After heavy criticism for the ban on women, Taliban spokesman Zabihullah Mujahid claimed that the decision was not one made by the Islamists, but was at the request of Islamic scholars present. 

A gun battle that erupted near the venue of the meeting was reported on Thursday afternoon, with three gunmen killed. Mujahid said that the situation was under control and the Taliban security forces had only shot at suspects. He did not say who instigated the violence or why. 

Only state media has been allowed to attend the event, with all independent outlets banned. The meeting will likely last for three days.

The Taliban government has still not been recognised by other countries, which have expressed concerns over Afghanistan’s deteriorating human rights record and the oppression of women and minority groups. 

The group has blocked girls from attending high school, enforced a strict “modest” dress code for women, and limited their movements.

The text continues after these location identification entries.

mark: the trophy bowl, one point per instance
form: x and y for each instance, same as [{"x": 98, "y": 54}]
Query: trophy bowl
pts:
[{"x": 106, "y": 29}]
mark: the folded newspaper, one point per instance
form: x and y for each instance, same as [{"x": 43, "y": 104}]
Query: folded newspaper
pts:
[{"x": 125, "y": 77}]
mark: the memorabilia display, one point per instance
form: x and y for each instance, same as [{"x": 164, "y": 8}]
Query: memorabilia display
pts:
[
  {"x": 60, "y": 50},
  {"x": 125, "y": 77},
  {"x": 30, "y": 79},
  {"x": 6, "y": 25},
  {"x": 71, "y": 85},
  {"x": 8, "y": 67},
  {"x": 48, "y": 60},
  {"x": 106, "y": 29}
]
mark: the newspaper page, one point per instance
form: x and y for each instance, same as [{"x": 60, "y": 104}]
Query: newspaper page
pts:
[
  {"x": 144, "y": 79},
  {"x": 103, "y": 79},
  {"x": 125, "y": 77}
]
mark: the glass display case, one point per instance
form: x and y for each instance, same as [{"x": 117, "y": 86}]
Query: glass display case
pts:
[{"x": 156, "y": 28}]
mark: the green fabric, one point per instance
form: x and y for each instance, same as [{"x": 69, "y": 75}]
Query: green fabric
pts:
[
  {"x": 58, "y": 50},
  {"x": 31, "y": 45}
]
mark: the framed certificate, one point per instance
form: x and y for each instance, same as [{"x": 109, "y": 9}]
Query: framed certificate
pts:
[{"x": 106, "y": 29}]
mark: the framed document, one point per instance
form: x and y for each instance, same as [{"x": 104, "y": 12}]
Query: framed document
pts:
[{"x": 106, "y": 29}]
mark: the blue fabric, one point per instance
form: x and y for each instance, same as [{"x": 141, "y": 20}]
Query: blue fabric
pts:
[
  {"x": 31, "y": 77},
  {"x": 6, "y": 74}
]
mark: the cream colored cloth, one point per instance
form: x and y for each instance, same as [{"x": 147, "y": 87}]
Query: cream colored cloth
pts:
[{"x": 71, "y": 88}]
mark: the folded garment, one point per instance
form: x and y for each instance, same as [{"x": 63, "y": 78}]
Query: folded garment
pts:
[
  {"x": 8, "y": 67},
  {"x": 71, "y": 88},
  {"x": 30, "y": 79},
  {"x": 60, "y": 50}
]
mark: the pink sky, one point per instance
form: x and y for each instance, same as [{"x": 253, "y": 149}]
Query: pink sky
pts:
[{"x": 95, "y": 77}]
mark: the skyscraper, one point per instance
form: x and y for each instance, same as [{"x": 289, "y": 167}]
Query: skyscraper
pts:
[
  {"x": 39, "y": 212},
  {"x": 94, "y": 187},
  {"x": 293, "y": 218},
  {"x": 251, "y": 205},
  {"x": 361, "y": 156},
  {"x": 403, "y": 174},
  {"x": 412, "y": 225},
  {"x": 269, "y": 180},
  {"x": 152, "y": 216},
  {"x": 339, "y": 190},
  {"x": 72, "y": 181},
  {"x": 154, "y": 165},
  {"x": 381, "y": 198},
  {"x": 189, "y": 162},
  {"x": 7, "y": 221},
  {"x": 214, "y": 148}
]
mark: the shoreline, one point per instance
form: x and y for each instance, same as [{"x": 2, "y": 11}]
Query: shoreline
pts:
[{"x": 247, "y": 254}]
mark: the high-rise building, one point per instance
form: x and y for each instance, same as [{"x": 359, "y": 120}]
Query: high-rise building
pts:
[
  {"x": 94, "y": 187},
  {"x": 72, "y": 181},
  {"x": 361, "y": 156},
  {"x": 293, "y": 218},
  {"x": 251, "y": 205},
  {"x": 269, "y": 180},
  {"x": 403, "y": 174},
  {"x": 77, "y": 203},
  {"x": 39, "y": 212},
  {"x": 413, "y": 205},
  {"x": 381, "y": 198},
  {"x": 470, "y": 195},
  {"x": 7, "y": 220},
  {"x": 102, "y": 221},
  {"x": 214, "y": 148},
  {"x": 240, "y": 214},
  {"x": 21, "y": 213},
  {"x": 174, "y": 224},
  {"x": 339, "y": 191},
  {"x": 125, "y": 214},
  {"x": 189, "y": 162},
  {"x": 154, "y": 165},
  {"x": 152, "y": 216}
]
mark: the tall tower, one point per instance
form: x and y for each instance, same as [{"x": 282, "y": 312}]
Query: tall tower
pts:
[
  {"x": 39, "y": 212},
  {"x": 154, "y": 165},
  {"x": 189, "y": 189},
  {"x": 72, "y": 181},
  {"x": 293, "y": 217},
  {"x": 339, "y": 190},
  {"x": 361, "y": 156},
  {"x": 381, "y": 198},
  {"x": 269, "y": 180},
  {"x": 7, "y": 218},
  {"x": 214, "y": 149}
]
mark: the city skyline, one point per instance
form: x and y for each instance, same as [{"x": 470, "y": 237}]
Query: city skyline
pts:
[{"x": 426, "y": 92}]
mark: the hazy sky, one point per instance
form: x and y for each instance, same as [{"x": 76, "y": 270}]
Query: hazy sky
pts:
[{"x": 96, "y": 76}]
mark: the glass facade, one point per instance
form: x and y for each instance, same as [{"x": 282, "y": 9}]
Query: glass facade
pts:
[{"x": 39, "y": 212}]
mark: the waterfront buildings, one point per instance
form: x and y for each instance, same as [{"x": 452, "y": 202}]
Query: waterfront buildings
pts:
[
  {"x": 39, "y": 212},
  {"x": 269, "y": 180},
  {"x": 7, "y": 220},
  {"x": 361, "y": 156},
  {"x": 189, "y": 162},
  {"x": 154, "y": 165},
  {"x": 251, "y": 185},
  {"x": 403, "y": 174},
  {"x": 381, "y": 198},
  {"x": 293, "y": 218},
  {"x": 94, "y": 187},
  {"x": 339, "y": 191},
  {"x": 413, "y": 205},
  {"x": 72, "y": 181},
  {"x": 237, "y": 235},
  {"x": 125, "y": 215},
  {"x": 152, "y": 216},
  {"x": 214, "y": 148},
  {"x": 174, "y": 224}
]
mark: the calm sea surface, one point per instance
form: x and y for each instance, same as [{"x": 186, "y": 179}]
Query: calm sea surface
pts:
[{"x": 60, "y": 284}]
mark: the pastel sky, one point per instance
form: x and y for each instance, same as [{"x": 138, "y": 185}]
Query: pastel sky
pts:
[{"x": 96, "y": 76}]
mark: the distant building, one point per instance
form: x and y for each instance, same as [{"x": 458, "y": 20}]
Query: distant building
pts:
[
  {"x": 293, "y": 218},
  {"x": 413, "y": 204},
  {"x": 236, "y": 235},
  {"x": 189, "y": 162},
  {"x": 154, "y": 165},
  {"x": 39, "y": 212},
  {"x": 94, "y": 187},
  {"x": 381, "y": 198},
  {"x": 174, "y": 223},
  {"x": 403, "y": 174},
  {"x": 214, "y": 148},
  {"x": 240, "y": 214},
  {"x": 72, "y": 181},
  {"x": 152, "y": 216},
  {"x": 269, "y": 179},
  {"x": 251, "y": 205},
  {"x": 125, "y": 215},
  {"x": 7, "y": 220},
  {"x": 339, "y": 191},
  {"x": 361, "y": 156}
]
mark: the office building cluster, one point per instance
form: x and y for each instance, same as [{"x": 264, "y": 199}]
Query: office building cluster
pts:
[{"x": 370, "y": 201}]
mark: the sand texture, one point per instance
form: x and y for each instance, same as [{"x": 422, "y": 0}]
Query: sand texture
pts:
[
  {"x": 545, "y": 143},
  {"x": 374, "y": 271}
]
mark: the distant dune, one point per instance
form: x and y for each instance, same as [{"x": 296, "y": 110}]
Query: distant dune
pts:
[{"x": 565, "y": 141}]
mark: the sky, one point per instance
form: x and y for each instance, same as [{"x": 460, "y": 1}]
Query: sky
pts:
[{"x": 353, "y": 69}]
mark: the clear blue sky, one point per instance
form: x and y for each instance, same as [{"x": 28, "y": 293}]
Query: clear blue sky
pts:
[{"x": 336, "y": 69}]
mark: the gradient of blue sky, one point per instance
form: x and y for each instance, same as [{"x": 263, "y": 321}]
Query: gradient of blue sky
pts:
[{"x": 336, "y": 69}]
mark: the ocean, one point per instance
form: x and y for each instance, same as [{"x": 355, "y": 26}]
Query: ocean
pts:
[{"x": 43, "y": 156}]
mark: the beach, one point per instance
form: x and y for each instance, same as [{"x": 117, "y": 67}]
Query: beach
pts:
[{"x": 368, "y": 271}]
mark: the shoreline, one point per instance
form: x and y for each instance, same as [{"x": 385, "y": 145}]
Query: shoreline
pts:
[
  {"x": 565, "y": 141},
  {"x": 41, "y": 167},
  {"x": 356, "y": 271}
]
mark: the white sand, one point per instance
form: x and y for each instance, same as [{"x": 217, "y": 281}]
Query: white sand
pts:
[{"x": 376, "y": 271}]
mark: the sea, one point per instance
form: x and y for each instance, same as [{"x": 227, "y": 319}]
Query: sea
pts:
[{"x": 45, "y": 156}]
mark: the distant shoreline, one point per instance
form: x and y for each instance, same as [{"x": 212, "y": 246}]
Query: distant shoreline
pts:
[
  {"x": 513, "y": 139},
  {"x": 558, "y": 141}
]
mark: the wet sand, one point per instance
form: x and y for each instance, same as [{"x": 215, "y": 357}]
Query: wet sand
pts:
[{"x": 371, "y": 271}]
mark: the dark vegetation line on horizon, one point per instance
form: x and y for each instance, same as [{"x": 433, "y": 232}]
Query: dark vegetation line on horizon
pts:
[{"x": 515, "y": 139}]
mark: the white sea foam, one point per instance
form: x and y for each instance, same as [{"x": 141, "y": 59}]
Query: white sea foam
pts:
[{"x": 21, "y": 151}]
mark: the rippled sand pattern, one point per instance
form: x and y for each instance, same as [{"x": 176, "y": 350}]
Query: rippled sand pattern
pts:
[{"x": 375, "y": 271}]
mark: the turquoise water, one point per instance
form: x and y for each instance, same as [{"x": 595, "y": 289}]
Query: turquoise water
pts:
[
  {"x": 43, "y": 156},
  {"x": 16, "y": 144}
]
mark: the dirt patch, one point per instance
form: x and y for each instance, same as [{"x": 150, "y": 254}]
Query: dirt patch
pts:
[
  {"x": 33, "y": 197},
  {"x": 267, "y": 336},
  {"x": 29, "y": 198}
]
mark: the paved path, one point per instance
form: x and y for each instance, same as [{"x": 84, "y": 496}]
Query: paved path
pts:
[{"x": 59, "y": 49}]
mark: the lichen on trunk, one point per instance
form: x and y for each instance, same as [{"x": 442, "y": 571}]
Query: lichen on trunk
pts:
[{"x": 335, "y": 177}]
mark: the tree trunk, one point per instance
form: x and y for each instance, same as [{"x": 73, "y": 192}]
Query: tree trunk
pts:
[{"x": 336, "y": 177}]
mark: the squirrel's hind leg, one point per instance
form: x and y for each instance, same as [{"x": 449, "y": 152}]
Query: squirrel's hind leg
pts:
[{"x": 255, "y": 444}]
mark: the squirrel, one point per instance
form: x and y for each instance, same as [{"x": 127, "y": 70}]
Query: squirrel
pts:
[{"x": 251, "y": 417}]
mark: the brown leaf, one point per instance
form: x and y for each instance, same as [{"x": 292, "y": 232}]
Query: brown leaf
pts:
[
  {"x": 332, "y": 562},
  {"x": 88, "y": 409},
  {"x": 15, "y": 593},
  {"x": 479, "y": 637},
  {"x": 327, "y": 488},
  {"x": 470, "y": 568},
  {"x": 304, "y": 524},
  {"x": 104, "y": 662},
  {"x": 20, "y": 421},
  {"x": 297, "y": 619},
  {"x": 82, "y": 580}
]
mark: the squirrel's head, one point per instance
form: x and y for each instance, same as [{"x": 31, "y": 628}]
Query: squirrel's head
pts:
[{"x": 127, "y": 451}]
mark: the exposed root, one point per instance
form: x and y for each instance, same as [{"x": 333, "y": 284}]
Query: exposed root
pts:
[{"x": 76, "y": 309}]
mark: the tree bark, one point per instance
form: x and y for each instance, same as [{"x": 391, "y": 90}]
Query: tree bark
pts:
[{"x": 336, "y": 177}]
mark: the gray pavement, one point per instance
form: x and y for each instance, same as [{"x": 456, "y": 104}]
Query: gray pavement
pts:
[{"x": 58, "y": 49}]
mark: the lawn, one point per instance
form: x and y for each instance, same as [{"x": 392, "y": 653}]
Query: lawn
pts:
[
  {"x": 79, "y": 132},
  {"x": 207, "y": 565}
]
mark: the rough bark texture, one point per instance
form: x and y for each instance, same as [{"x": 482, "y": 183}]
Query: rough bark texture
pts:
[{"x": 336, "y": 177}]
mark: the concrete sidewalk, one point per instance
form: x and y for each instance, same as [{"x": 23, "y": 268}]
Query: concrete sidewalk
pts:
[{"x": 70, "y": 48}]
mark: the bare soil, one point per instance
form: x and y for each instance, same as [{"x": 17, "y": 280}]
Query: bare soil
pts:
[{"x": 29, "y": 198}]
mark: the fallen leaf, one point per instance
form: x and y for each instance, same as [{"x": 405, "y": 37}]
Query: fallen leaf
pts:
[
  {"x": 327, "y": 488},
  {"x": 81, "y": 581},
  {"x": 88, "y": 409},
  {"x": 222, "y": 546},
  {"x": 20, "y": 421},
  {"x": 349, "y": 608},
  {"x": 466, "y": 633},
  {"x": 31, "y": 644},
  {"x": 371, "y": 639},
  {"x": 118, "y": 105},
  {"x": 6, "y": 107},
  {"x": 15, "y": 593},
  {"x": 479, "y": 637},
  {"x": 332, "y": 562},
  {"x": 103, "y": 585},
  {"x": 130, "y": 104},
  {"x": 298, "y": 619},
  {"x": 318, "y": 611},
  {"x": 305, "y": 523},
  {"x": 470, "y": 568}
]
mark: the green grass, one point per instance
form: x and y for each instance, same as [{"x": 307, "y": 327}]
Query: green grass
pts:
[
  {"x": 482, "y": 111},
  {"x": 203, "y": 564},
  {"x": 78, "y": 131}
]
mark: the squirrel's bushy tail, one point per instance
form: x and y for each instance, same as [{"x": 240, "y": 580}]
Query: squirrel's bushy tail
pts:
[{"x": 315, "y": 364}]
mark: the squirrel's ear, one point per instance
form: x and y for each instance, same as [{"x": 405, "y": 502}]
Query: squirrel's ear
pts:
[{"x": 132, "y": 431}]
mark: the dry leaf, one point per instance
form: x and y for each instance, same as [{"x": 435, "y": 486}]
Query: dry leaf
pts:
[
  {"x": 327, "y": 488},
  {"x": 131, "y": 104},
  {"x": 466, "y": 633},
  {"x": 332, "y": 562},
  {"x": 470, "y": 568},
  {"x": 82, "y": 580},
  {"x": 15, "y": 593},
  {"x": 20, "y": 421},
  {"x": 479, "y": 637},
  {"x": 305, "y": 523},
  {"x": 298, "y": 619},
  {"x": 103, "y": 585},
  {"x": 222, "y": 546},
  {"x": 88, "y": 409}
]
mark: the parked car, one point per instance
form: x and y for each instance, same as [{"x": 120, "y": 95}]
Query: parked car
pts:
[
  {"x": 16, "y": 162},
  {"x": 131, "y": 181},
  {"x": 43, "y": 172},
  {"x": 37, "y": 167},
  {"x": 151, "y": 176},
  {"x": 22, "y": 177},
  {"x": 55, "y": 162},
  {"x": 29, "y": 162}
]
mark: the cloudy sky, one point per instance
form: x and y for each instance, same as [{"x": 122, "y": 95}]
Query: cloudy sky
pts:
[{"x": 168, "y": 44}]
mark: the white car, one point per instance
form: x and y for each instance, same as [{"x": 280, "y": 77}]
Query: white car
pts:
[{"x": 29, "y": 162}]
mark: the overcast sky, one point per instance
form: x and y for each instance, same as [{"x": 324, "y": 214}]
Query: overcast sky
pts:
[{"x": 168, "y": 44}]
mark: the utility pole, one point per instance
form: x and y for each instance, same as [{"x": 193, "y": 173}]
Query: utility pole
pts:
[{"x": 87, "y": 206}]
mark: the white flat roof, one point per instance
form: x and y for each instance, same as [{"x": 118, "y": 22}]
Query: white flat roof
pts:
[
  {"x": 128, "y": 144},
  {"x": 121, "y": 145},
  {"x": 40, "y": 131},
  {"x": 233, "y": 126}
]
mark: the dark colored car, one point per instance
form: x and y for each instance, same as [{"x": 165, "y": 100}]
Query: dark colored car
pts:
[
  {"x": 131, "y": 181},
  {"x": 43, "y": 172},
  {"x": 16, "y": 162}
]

The group has defended its laws and said its directives are per Islamic law and Afghan tradition.  

“We are very, very disturbed about…What we see as a consistent negative trajectory on the situation of women's rights and human rights in Afghanistan,” said Rina Amiri, the US’ Special Envoy for Afghan Women, Girls, and Human Rights in a special briefing last week.

“We're also very concerned about the increasing attacks against religious and ethnic minorities, particularly the Hazaras and the Sikhs and Hindus.”